BOSTON—Orioles manager Buck Showalter is the son of a high school coach and principal. He’s from a military background. On one of the first days of spring training two years ago, we wandered the Sarasota, Fla., fields as Orioles players completed defensive drills such as pitchers covering first and catchers chasing popups.
“Watch (shortstop) J.J. Hardy,” Showalter said as he tapped his fungo on the ground. “What do you notice?”
“That on every throw,” I replied, “from every infielder or every outfielder he catches the throw and drops a perfect tag precisely where the runner would be sliding.”
“Details,” Showalter said. “Details add up over a season—to winning or to losing.”

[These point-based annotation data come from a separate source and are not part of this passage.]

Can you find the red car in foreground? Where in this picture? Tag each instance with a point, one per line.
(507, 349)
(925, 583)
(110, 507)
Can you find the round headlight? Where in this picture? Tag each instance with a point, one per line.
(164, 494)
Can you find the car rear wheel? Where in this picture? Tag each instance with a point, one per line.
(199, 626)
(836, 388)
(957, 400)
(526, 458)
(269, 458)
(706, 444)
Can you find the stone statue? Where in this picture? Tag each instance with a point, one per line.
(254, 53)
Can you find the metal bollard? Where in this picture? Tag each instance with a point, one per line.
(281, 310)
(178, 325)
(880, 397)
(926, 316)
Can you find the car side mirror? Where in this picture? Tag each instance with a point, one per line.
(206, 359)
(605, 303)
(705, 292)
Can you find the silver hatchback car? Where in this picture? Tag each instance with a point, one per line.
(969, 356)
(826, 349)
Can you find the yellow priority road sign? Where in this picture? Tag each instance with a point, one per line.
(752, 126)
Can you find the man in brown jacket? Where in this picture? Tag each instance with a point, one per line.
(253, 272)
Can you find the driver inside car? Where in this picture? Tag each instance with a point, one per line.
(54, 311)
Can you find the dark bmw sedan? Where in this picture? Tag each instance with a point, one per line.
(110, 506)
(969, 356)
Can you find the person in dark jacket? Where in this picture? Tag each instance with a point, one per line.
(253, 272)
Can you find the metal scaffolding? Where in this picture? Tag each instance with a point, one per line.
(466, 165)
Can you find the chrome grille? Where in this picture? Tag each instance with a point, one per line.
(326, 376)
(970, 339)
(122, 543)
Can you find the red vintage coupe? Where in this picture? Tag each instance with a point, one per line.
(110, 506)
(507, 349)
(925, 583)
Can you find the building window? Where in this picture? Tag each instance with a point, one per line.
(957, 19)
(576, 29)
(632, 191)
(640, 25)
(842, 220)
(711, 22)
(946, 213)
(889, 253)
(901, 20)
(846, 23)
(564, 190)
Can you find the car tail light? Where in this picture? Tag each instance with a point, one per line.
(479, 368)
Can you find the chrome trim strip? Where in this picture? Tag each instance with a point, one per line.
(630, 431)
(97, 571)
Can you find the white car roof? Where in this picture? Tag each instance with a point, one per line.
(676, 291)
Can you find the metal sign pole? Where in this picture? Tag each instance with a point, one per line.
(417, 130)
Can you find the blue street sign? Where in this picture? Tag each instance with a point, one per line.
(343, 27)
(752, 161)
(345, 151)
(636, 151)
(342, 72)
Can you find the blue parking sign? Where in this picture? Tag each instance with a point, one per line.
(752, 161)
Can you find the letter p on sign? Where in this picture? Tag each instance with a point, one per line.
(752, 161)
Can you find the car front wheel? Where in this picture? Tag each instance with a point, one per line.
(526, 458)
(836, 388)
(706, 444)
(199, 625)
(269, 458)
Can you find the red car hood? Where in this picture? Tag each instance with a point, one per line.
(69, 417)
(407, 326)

Showalter may hold the Cape Cod League wooden-bat record for the highest batting average—.434 during the Gerald Ford administration—but he was hired into professional baseball by a man named Jack Butterfield, whom Yankees owner George Steinbrenner hired as a scout in 1976. Butterfield rose to head of the organization’s entire player-development system a year later before being killed in an automobile accident in New Jersey in 1979.
Butterfield was the baseball coach at Maine—”maybe the best college baseball coach who ever lived,” said one of his former players, Jack Leggett, who himself is a coaching legend from his years at Clemson. Butterfield also coached football, but his stamp on the Yankees organization led to Showalter, Brian Sabean, Stump Merrill, Jack Gillis and son Brian, one of the most esteemed major league coaches of the last 20 years, carving out careers in the game.
Jack Butterfield would have loved New England Patriots coach Bill Belichick. Brian, the third-base and infield coach for the Red Sox, goes to Patriots practices to watch Belichick.
“Buck is the closest thing to Belichick in baseball,” Brian Butterfield said. “When I go to Patriots practices, I follow Bill as much as I can. He has uncanny awareness—eyes in the back of his head. The drills are specific. They’re fast-paced. Everything has a purpose. When I’m out there every day, I try to put players through similar drills that are relevant to the game.”
The Orioles’ 2016 season was over in November when Showalter called with another detail, and it was no surprise that he had a Belichick-ism on his mind.
“When the opposition is punting to the Patriots,” he said, “do you ever see the ball rolling around on the turf? No. Belichick always has a (Julian) Edelman or someone back there to occasionally break one for 25 yards . . . I’ll bet Edelman is worth 50 yards a game in field position—which is everything.”
Showalter says it’s easier to command focus in football because it’s one game a week. I think Belichick would hate managing in baseball, where he’d have to do press conferences before and after 162 games, and the players are expected to be transparent quote machines.
“We may not see another Belichick or (Alabama football coach Nick) Saban in our lifetimes,” Showalter said. “I plan to keep managing. If I didn’t learn from what they do and translate it into baseball, I’d be pretty dumb.”
One Of A Kind
Showalter sent Butterfield a text in February telling him that the Orioles had brought back shortstop Robert Andino, whose hit off Jonathan Papelbon eliminated the Red Sox on the last day of the 2011 season and led to the exits of general manager Theo Epstein and manager Terry Francona from Boston. The end of the text read: “The Curse of the Andino is back in Baltimore.”
That led to an exchange of texts between the two baseball lifers who began with the Yankees because of Jack Butterfield. The rest of the texts translate Belichick-ese to baseball spring training.
At some point, Jeff Bagwell and the Hall of Fame came up. Bagwell had great soccer feet, but he worked daily on his footwork to clear himself from the first base bag so that if he had to throw to second base, he had a throwing lane. And that every time Bagwell practiced running the bases, he made sure he cut the bags perfectly. Astros teammates marveled at Bagwell’s instincts for baserunning and defense. Showalter said that Bagwell is a guy Belichick would have trusted.
“It’s obvious that everything Belichick and the Patriots do is done in anticipation of what might happen,” Showalter said. “We try to do that based on the way teams execute pickoffs or throw-overs, cutoffs or relays, or things that can happen in each ballpark depending on the idiosyncrasies there. Practice and preparation is not about time spent on the field, it’s about knowing what might happen and how you’re mentally and physically prepared for the moment.”